La Administración del presidente estadounidense, Donald Trump, dio un nuevo paso en su política de presión directa y control económico sobre Venezuela al exigir a la presidenta interina, Delcy Rodríguez, la ruptura de relaciones con China, Rusia, Irán y Cuba como condición para permitir la extracción y comercialización de petróleo.

Funcionarios citados por la cadena ABC revelaron que el objetivo de Washington es monopolizar la relación petrolera con Caracas, desplazando a actores internacionales y asegurando ventajas exclusivas para Estados Unidos en el mercado del crudo pesado venezolano. La medida confirma una estrategia basada en el uso del petróleo como arma geopolítica.

Según esas fuentes, el secretario de Estado, Marco Rubio, habría advertido en privado a legisladores que Venezuela enfrenta un escenario de asfixia financiera, con apenas semanas de margen antes de una posible insolvencia si no logra vender sus reservas, actualmente retenidas en petroleros.

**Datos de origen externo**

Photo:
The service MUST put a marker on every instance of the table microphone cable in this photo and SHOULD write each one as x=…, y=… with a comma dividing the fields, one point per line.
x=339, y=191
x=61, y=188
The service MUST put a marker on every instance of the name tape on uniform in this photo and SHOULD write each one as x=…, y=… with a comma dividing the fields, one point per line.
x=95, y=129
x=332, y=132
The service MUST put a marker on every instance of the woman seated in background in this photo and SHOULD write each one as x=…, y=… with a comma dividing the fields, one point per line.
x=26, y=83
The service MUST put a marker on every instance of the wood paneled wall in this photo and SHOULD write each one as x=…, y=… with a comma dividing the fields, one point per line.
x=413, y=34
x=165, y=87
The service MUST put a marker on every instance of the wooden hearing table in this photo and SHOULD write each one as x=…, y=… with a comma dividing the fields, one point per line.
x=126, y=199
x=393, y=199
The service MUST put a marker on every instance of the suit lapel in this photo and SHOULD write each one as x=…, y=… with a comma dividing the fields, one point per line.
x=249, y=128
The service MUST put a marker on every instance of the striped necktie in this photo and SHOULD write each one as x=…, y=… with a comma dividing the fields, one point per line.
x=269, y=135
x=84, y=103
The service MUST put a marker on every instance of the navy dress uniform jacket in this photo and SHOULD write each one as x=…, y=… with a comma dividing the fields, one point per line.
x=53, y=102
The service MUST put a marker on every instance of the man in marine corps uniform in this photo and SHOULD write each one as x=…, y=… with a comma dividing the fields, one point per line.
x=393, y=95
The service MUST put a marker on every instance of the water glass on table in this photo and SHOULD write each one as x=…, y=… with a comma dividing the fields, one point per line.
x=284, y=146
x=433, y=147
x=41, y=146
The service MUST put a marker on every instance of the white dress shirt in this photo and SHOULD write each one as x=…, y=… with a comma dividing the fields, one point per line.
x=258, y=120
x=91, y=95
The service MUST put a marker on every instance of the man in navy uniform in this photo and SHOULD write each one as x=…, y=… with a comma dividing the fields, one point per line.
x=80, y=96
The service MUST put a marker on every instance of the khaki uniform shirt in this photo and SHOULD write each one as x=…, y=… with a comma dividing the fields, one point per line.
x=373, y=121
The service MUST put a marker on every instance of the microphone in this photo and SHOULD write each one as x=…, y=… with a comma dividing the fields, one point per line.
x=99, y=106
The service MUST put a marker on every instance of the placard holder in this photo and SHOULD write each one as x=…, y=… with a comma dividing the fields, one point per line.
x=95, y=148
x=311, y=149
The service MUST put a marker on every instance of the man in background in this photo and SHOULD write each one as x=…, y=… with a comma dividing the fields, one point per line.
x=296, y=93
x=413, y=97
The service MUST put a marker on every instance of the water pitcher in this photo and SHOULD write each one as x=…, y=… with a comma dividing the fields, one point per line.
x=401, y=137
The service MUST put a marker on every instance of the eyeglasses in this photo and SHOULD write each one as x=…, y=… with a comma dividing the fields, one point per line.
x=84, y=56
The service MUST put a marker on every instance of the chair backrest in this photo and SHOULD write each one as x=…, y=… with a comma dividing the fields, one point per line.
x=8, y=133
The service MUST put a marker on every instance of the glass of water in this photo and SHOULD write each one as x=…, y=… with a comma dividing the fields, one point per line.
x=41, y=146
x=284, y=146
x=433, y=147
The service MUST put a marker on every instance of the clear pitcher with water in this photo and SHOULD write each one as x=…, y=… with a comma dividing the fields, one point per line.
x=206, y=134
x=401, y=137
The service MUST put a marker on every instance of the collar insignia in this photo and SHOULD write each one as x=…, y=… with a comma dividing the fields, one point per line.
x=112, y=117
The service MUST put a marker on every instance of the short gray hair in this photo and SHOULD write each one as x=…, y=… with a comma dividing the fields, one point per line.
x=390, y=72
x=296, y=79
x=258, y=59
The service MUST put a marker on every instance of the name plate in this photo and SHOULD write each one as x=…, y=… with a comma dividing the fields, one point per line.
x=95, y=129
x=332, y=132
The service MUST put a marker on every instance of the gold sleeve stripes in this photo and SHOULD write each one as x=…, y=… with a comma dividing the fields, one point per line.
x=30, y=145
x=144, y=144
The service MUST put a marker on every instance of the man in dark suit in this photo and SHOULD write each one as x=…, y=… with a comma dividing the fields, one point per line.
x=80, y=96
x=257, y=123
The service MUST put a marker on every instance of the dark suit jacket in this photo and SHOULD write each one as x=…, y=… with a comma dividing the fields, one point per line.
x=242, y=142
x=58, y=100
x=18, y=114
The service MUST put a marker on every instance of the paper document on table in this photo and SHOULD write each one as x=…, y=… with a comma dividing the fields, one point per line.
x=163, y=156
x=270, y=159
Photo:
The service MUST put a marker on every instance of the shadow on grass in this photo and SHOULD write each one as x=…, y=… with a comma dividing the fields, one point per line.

El senador Roger Wicker reconoció que el plan se centra en el control de los recursos energéticos, aunque descartó el uso de tropas, una afirmación que no disipa las críticas sobre el estrangulamiento económico como método de intervención, práctica recurrente de EE.UU. en la región.

La exigencia se inscribe en un historial de sanciones, bloqueos y presiones unilaterales aplicadas por Washington en América Latina, desde Cuba y Nicaragua hasta Venezuela, políticas que han sido señaladas por organismos internacionales como factores de crisis humanitarias y desestabilización política.

El tema escaló a nivel regional en una sesión extraordinaria de la OEA, donde México, Colombia, Chile y Brasil condenaron la postura estadounidense y advirtieron que este tipo de acciones vulneran la soberanía y reactivan una lógica de subordinación que América Latina ha enfrentado durante décadas.

Para México, el caso reabre el debate sobre la defensa del principio de no intervención frente a una política exterior estadounidense que, bajo nuevos discursos, mantiene viejas prácticas de presión y control.